Linux OOM-Killer

Started by bastiabout 12 years ago6 messagesgeneral
Jump to latest
#1basti
mailinglist@unix-solution.de

Hello,

we have a database master Version:
PostgreSQL 9.1.6 on x86_64-unknown-linux-gnu, compiled by gcc (Debian
4.7.2-2) 4.7.2, 64-bit
and a WAL-Replication Slave with hot-standby version:
PostgreSQL 9.1.9 on x86_64-unknown-linux-gnu, compiled by gcc (Debian
4.7.2-5) 4.7.2, 64-bit.

Since a few days we had problems with the Linux OOM-Killer.
Some simple query that normally take around 6-7 minutes now takes 5 hours.
We did not change any configuration values the last days.

First of all I have set

vm.overcommit_memory=2
vm.overcommit_ratio=80

Here are some values of my DB-Master config, the Server has 32GB RAM and
is only for database, no other service.
Did anybody see some mistakes?

I'am not shure if work_mem, maintenance_work_mem and
effective_cache_size is set correct.

/etc/postgresql/9.1/main/postgresql.conf

max_connections = 200
ssl = true
shared_buffers = 6GB # min 128kB
work_mem = 192MB # min 64kB
maintenance_work_mem = 1GB # min 1MB
wal_level = hot_standby
synchronous_commit = off
wal_buffers = 16MB
checkpoint_segments = 16
checkpoint_completion_target = 0.9
archive_mode = on
archive_command = 'rsync -a %p -e "ssh -i
/var/lib/postgresql/.ssh/id_rsa"
postgres@my_postgres_slave:/var/lib/postgresql/9.1/wals/dolly_main/%f
</dev/null'
max_wal_senders = 1
wal_keep_segments = 32
random_page_cost = 2.0
effective_cache_size = 22GB
default_statistics_target = 100
constraint_exclusion = off
join_collapse_limit = 1
logging_collector = on
log_directory = 'pg_log'
log_filename = 'postgresql-%Y-%m-%d.log'
log_min_duration_statement = 40000
log_lock_waits = on
track_counts = on
autovacuum = on
log_autovacuum_min_duration = 5000
autovacuum_max_workers = 4
datestyle = 'iso, dmy'
deadlock_timeout = 1s

Thanks a lot!
Basti

--
Sent via pgsql-general mailing list (pgsql-general@postgresql.org)
To make changes to your subscription:
http://www.postgresql.org/mailpref/pgsql-general

#2Tomas Vondra
tomas.vondra@2ndquadrant.com
In reply to: basti (#1)
Re: Linux OOM-Killer

Hi,

On 17 Březen 2014, 11:45, basti wrote:

Hello,

we have a database master Version:
PostgreSQL 9.1.6 on x86_64-unknown-linux-gnu, compiled by gcc (Debian
4.7.2-2) 4.7.2, 64-bit
and a WAL-Replication Slave with hot-standby version:
PostgreSQL 9.1.9 on x86_64-unknown-linux-gnu, compiled by gcc (Debian
4.7.2-5) 4.7.2, 64-bit.

You're missing >18 months of fixes on the master (slightly less on the
slave).

Since a few days we had problems with the Linux OOM-Killer.
Some simple query that normally take around 6-7 minutes now takes 5 hours.
We did not change any configuration values the last days.

First of all I have set

vm.overcommit_memory=2
vm.overcommit_ratio=80

Here are some values of my DB-Master config, the Server has 32GB RAM and
is only for database, no other service.
Did anybody see some mistakes?

How much swap do you have?

I'am not shure if work_mem, maintenance_work_mem and
effective_cache_size is set correct.

That's hard to say.
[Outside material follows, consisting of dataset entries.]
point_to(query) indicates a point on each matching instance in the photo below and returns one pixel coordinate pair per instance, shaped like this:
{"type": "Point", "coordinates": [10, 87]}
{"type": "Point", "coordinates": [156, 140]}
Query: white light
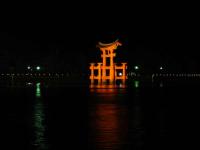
{"type": "Point", "coordinates": [38, 67]}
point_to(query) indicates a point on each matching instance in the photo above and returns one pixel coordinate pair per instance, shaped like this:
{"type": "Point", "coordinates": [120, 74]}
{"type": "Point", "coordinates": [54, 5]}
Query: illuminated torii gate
{"type": "Point", "coordinates": [107, 70]}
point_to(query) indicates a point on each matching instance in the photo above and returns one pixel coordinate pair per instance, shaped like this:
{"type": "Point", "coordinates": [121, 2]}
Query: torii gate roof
{"type": "Point", "coordinates": [103, 45]}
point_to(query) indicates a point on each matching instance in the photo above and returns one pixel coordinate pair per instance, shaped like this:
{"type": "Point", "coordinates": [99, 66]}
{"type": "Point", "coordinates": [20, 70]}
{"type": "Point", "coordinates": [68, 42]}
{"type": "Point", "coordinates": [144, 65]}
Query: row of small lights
{"type": "Point", "coordinates": [176, 75]}
{"type": "Point", "coordinates": [37, 68]}
{"type": "Point", "coordinates": [27, 74]}
{"type": "Point", "coordinates": [137, 68]}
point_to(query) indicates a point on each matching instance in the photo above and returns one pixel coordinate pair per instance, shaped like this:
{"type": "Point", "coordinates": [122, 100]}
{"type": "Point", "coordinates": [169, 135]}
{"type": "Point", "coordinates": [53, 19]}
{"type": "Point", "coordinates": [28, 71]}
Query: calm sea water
{"type": "Point", "coordinates": [158, 116]}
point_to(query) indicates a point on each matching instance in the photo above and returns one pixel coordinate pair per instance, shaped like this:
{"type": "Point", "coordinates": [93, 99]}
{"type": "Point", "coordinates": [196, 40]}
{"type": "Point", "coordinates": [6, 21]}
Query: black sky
{"type": "Point", "coordinates": [161, 31]}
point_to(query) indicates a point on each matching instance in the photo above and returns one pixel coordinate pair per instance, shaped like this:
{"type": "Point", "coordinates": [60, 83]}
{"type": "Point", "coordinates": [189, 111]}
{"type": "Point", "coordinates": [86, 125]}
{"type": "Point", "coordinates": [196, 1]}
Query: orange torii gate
{"type": "Point", "coordinates": [107, 70]}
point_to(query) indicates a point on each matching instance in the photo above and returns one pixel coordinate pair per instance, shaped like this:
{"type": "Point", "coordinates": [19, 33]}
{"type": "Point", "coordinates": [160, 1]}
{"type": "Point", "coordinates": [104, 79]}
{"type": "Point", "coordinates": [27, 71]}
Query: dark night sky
{"type": "Point", "coordinates": [166, 33]}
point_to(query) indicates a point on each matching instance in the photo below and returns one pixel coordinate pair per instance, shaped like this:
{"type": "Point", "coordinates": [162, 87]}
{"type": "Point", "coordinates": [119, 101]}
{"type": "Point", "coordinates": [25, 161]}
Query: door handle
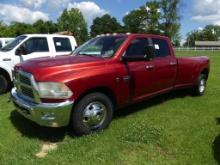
{"type": "Point", "coordinates": [173, 63]}
{"type": "Point", "coordinates": [149, 67]}
{"type": "Point", "coordinates": [7, 59]}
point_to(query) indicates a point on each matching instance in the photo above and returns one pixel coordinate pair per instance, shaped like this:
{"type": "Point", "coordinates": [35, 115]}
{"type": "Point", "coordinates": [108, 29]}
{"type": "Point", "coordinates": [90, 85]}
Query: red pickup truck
{"type": "Point", "coordinates": [104, 74]}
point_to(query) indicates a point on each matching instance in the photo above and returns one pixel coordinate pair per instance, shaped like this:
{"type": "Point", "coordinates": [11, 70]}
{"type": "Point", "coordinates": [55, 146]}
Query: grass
{"type": "Point", "coordinates": [174, 128]}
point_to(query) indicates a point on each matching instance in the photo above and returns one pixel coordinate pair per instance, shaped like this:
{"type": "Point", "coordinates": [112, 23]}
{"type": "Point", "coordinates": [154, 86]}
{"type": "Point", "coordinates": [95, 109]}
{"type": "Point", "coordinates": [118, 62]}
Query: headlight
{"type": "Point", "coordinates": [53, 90]}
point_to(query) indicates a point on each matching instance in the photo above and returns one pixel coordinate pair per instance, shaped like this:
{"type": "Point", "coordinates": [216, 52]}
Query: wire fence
{"type": "Point", "coordinates": [197, 48]}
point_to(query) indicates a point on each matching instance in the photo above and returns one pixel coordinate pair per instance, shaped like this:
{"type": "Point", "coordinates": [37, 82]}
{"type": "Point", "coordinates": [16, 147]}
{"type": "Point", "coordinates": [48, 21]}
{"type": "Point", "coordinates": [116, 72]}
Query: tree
{"type": "Point", "coordinates": [43, 27]}
{"type": "Point", "coordinates": [72, 20]}
{"type": "Point", "coordinates": [105, 24]}
{"type": "Point", "coordinates": [170, 19]}
{"type": "Point", "coordinates": [209, 33]}
{"type": "Point", "coordinates": [18, 28]}
{"type": "Point", "coordinates": [134, 21]}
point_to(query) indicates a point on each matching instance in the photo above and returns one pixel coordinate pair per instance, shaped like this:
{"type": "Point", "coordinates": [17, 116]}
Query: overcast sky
{"type": "Point", "coordinates": [195, 14]}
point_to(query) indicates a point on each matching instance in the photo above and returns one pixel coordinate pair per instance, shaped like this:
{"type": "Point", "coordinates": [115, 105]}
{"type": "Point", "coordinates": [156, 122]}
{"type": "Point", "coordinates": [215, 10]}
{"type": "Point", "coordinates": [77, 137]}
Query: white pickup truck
{"type": "Point", "coordinates": [30, 46]}
{"type": "Point", "coordinates": [4, 41]}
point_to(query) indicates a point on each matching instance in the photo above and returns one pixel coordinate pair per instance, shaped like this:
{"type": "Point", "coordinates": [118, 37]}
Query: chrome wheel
{"type": "Point", "coordinates": [94, 115]}
{"type": "Point", "coordinates": [202, 85]}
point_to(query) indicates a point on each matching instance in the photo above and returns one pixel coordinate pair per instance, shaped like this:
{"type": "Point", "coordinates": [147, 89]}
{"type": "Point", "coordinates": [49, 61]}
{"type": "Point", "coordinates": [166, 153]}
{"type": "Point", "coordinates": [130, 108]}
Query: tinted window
{"type": "Point", "coordinates": [105, 46]}
{"type": "Point", "coordinates": [36, 45]}
{"type": "Point", "coordinates": [62, 44]}
{"type": "Point", "coordinates": [161, 47]}
{"type": "Point", "coordinates": [14, 43]}
{"type": "Point", "coordinates": [137, 47]}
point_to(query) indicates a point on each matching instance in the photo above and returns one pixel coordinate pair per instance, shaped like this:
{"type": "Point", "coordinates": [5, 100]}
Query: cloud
{"type": "Point", "coordinates": [90, 10]}
{"type": "Point", "coordinates": [9, 13]}
{"type": "Point", "coordinates": [33, 3]}
{"type": "Point", "coordinates": [44, 3]}
{"type": "Point", "coordinates": [207, 11]}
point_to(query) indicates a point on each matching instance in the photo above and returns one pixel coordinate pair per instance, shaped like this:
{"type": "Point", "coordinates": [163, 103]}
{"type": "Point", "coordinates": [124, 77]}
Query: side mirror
{"type": "Point", "coordinates": [150, 52]}
{"type": "Point", "coordinates": [21, 51]}
{"type": "Point", "coordinates": [18, 52]}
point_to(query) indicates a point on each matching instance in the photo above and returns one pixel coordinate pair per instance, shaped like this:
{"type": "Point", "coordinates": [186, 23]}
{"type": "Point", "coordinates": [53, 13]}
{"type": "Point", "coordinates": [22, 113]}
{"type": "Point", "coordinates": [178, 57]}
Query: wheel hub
{"type": "Point", "coordinates": [94, 115]}
{"type": "Point", "coordinates": [202, 85]}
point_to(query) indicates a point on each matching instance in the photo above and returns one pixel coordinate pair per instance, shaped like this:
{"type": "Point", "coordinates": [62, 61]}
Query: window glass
{"type": "Point", "coordinates": [137, 47]}
{"type": "Point", "coordinates": [62, 44]}
{"type": "Point", "coordinates": [36, 45]}
{"type": "Point", "coordinates": [13, 44]}
{"type": "Point", "coordinates": [161, 47]}
{"type": "Point", "coordinates": [105, 46]}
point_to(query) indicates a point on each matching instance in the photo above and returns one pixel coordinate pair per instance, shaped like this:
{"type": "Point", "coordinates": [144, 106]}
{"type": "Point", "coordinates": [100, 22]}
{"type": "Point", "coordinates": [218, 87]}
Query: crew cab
{"type": "Point", "coordinates": [30, 46]}
{"type": "Point", "coordinates": [106, 73]}
{"type": "Point", "coordinates": [4, 41]}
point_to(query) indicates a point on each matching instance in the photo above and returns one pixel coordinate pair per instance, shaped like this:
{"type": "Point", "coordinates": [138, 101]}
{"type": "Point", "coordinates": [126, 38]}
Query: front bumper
{"type": "Point", "coordinates": [44, 114]}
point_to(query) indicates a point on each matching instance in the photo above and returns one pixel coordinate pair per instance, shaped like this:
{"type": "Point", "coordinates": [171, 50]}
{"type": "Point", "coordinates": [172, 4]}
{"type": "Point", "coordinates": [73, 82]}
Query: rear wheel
{"type": "Point", "coordinates": [200, 88]}
{"type": "Point", "coordinates": [3, 84]}
{"type": "Point", "coordinates": [92, 113]}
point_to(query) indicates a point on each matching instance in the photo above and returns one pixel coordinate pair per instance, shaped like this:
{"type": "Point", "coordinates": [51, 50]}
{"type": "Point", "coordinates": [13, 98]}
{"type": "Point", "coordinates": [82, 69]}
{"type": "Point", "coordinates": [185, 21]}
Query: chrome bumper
{"type": "Point", "coordinates": [44, 114]}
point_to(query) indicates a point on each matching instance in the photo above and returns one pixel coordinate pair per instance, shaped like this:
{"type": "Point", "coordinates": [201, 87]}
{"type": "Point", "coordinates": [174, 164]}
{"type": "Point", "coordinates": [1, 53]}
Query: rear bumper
{"type": "Point", "coordinates": [44, 114]}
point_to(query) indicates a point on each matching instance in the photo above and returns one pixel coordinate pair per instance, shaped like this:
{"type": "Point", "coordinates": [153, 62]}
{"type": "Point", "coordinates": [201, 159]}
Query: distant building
{"type": "Point", "coordinates": [211, 44]}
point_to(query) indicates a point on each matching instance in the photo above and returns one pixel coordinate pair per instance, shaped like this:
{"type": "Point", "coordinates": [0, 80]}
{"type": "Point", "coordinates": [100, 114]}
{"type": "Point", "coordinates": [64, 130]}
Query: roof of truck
{"type": "Point", "coordinates": [131, 34]}
{"type": "Point", "coordinates": [46, 35]}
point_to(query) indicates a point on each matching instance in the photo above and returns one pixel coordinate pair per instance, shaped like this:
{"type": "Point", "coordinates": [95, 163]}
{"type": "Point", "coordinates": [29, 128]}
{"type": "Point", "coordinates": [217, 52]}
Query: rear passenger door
{"type": "Point", "coordinates": [35, 47]}
{"type": "Point", "coordinates": [165, 65]}
{"type": "Point", "coordinates": [62, 45]}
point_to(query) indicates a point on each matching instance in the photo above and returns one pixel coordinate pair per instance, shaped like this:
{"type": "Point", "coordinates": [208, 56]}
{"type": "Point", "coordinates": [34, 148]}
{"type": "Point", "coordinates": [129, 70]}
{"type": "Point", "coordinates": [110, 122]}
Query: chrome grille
{"type": "Point", "coordinates": [27, 91]}
{"type": "Point", "coordinates": [26, 86]}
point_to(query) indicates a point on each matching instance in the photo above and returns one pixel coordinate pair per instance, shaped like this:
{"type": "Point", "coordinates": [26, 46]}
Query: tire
{"type": "Point", "coordinates": [200, 87]}
{"type": "Point", "coordinates": [3, 84]}
{"type": "Point", "coordinates": [92, 113]}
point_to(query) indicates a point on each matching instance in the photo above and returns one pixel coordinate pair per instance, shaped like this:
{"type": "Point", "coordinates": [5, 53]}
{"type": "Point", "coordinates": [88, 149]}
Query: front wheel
{"type": "Point", "coordinates": [200, 88]}
{"type": "Point", "coordinates": [3, 84]}
{"type": "Point", "coordinates": [92, 113]}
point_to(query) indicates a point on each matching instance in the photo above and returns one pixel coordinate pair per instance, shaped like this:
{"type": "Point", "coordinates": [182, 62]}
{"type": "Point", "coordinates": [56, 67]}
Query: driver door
{"type": "Point", "coordinates": [142, 71]}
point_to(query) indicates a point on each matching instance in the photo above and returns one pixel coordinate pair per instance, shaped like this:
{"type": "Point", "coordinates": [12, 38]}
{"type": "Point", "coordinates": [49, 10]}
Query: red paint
{"type": "Point", "coordinates": [82, 73]}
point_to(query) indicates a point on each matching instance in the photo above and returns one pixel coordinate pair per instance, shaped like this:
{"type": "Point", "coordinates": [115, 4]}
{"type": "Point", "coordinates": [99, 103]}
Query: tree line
{"type": "Point", "coordinates": [155, 17]}
{"type": "Point", "coordinates": [209, 33]}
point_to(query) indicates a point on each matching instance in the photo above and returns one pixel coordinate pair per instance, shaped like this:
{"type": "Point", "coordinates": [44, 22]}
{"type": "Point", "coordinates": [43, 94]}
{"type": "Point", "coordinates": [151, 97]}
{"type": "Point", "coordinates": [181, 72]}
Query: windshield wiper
{"type": "Point", "coordinates": [85, 54]}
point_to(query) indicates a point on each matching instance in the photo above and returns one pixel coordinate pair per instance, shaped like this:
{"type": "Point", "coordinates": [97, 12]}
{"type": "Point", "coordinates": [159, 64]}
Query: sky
{"type": "Point", "coordinates": [194, 14]}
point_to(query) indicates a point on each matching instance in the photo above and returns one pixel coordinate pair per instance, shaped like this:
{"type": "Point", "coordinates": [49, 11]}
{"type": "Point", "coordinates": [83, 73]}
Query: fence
{"type": "Point", "coordinates": [198, 48]}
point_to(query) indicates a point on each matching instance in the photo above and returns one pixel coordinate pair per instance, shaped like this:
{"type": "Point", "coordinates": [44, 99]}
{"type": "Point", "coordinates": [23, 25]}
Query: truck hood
{"type": "Point", "coordinates": [57, 68]}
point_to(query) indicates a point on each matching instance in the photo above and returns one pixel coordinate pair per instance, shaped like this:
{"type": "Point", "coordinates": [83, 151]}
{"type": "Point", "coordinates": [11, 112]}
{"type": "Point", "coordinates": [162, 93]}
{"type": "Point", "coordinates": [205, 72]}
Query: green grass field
{"type": "Point", "coordinates": [174, 128]}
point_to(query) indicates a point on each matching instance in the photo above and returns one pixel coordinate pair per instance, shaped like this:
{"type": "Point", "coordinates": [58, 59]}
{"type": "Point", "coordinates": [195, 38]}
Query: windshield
{"type": "Point", "coordinates": [101, 46]}
{"type": "Point", "coordinates": [11, 45]}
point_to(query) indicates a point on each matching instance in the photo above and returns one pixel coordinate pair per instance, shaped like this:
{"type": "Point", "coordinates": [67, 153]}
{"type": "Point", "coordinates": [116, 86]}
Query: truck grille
{"type": "Point", "coordinates": [27, 92]}
{"type": "Point", "coordinates": [24, 86]}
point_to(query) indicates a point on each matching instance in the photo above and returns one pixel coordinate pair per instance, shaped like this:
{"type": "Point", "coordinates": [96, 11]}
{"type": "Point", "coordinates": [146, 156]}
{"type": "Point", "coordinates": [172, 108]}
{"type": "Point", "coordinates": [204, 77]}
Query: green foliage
{"type": "Point", "coordinates": [209, 33]}
{"type": "Point", "coordinates": [170, 18]}
{"type": "Point", "coordinates": [72, 20]}
{"type": "Point", "coordinates": [45, 27]}
{"type": "Point", "coordinates": [156, 17]}
{"type": "Point", "coordinates": [171, 129]}
{"type": "Point", "coordinates": [105, 24]}
{"type": "Point", "coordinates": [16, 28]}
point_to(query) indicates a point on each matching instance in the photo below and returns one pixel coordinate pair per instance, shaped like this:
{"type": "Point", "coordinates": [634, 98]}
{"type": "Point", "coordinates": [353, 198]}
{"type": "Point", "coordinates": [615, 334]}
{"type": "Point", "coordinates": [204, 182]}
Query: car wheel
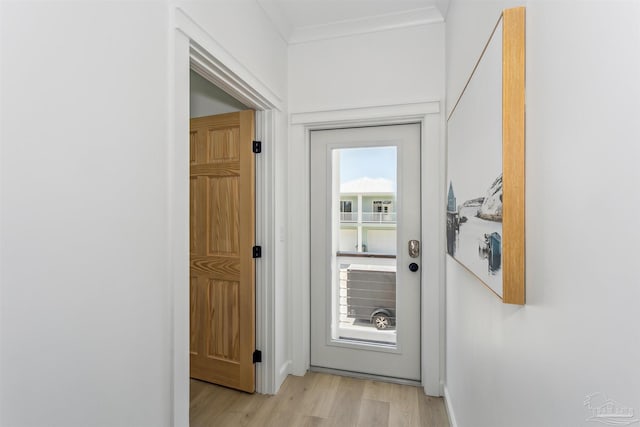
{"type": "Point", "coordinates": [381, 321]}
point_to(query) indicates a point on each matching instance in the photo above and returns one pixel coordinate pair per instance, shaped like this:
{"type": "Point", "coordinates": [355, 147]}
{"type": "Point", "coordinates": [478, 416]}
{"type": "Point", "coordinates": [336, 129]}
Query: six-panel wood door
{"type": "Point", "coordinates": [222, 228]}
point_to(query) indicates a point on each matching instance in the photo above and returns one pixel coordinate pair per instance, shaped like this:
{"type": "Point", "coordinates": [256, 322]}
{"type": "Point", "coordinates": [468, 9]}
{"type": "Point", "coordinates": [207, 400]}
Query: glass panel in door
{"type": "Point", "coordinates": [364, 282]}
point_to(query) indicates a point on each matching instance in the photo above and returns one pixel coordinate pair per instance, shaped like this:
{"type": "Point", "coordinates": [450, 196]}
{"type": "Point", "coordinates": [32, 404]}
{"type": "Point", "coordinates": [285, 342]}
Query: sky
{"type": "Point", "coordinates": [371, 162]}
{"type": "Point", "coordinates": [475, 129]}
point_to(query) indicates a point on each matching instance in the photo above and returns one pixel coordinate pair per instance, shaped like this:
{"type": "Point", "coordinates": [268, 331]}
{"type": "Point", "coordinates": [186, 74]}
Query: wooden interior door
{"type": "Point", "coordinates": [222, 228]}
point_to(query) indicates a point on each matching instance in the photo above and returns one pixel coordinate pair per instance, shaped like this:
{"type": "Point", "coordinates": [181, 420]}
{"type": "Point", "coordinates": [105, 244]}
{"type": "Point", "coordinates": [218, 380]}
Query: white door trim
{"type": "Point", "coordinates": [191, 47]}
{"type": "Point", "coordinates": [432, 222]}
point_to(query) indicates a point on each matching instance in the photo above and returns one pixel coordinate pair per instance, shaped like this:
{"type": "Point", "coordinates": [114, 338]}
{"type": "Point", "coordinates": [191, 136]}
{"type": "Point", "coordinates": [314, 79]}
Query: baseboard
{"type": "Point", "coordinates": [449, 408]}
{"type": "Point", "coordinates": [285, 369]}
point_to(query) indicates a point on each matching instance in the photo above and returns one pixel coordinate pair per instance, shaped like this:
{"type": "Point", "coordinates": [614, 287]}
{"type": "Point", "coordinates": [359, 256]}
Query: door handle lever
{"type": "Point", "coordinates": [414, 248]}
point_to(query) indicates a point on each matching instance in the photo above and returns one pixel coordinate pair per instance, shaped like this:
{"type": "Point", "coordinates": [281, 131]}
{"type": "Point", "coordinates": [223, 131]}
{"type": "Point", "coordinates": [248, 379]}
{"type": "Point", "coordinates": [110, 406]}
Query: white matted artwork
{"type": "Point", "coordinates": [480, 151]}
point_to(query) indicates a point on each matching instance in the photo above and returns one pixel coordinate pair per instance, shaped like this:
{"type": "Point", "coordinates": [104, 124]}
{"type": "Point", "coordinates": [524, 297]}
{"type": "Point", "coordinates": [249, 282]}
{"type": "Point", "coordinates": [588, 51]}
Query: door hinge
{"type": "Point", "coordinates": [257, 251]}
{"type": "Point", "coordinates": [257, 147]}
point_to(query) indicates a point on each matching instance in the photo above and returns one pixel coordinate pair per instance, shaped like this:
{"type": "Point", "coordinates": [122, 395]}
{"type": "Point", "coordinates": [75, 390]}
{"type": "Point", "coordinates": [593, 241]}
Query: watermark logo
{"type": "Point", "coordinates": [608, 411]}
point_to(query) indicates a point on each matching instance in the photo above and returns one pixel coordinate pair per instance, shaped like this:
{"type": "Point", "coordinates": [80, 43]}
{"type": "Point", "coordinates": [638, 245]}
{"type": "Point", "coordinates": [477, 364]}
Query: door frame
{"type": "Point", "coordinates": [432, 225]}
{"type": "Point", "coordinates": [191, 47]}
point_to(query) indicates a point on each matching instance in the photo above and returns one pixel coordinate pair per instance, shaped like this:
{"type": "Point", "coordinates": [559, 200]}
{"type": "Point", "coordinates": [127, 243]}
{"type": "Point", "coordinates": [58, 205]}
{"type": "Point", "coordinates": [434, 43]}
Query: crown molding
{"type": "Point", "coordinates": [277, 18]}
{"type": "Point", "coordinates": [371, 24]}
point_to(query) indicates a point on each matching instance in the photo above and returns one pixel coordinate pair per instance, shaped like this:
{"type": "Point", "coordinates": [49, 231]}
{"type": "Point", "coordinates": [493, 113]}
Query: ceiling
{"type": "Point", "coordinates": [300, 21]}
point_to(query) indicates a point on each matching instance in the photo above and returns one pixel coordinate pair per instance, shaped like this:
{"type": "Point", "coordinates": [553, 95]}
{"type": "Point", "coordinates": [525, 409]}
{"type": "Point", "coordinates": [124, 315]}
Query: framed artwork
{"type": "Point", "coordinates": [485, 164]}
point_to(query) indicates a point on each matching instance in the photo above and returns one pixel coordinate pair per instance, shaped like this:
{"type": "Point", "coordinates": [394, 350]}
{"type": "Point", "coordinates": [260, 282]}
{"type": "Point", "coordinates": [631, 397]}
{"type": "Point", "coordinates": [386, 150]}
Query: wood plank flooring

I don't see any immediate issue there, but it really
depends on your application. For example 200 connections with
work_mem=192MB may be dangerous if many connections are active at the same
time.

/etc/postgresql/9.1/main/postgresql.conf

max_connections = 200
ssl = true
shared_buffers = 6GB # min 128kB
work_mem = 192MB # min 64kB
maintenance_work_mem = 1GB # min 1MB
wal_level = hot_standby
synchronous_commit = off
wal_buffers = 16MB
checkpoint_segments = 16
checkpoint_completion_target = 0.9
archive_mode = on
archive_command = 'rsync -a %p -e "ssh -i
/var/lib/postgresql/.ssh/id_rsa"
postgres@my_postgres_slave:/var/lib/postgresql/9.1/wals/dolly_main/%f
</dev/null'
max_wal_senders = 1
wal_keep_segments = 32
random_page_cost = 2.0
effective_cache_size = 22GB
default_statistics_target = 100
constraint_exclusion = off
join_collapse_limit = 1
logging_collector = on
log_directory = 'pg_log'
log_filename = 'postgresql-%Y-%m-%d.log'
log_min_duration_statement = 40000
log_lock_waits = on
track_counts = on
autovacuum = on
log_autovacuum_min_duration = 5000
autovacuum_max_workers = 4
datestyle = 'iso, dmy'
deadlock_timeout = 1s

So what does the query do? Show us explain plan (explain analyze would be
nice, but if it's running so slow).

Which kernel is this? When the OOM strikes, it should print detailed into
into the log - what does it say?

When you look at "top" output, which processes consume most memory? Are
there multiple backends consuming a lot of memory? What queries are they
running?

Assuming you have a monitoring system in place, collecting memory stats
(you should have that), what does it say about history? Is there a sudden
increase in consumed memory or something suspicious?

regards
Tomas

--
Sent via pgsql-general mailing list (pgsql-general@postgresql.org)
To make changes to your subscription:
http://www.postgresql.org/mailpref/pgsql-general

#3basti
mailinglist@unix-solution.de
In reply to: Tomas Vondra (#2)
Re: Linux OOM-Killer

uname -a
Linux h2085616 3.2.0-3-amd64 #1 SMP Mon Jul 23 02:45:17 UTC 2012 x86_64
GNU/Linux

At any time there are not more than 20-30 Connections at once.

Swap is disabled.
free -m
total used free shared buffers cached
Mem: 32215 16163 16051 0 40 14842
-/+ buffers/cache: 1281 30934
Swap: 0 0 0

With the updates there is a little bit tricky:
https://wiki.postgresql.org/wiki/Nov2013ReplicationIssue

If you are currently using 9.2.4, 9.1.9 or 9.0.13 and use any form of
builtin replication do not install the most recent update. Instead, wait
for the next update (9.2.6, 9.1.11 and 9.0.15) to come out.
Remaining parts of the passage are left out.